Fight Against Poaching

Fight Against Poaching

An elephant monument at the Nairobi National Park celebrates the burning of 12 tons of ivory in July 18th, 1989 by the then President Daniel Arap Moi. The event was a gesture against poaching worldwide.

NY Times reported:

President Daniel arap Moi ignited 12 tons of elephant tusks today in a gesture to persuade the world to halt the ivory trade.

Soon after Mr. Moi lit the 20-foot pile, artfully arranged by a pyrotechnist who specializes in creating fires for movie sets, flames roared upward, blackening the tusks. Experts said the blaze, fed by hundreds of gallons of gasoline, would reduce the tusks to charcoal.

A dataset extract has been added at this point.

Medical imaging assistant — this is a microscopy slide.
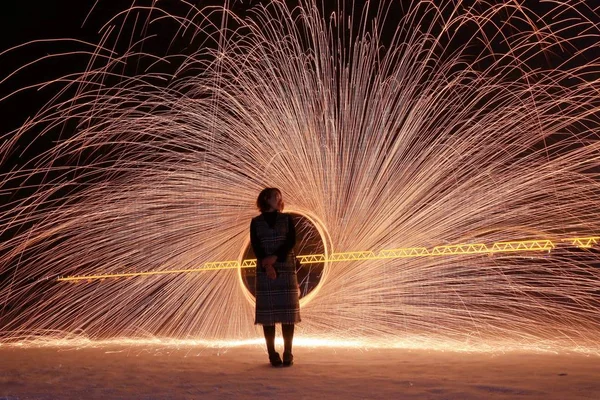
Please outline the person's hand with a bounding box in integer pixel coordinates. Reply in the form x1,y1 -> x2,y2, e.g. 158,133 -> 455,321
262,255 -> 277,267
266,264 -> 277,279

Cabinet ministers, diplomats, white farmers from the highlands and conservationists came out to the Nairobi National Park to see the show. The fire was intended as a statement of the Government’s political will to stop the poaching that has reduced Kenya’s elephant herds to 17,000 from 65,000 in 1979.

The tusks, each marked for weight and size, represented more than 2,000 elephants shot during the last four years. On the open market, the tusks could have brought about $3 million. Most were recovered by the Wildlife Conservation Department from elephants that poachers had shot but left behind, said Iain Douglas Hamilton, a leading authority on elephants. ”But this is a tiny fraction of what was killed,” Mr. Douglas Hamilton said.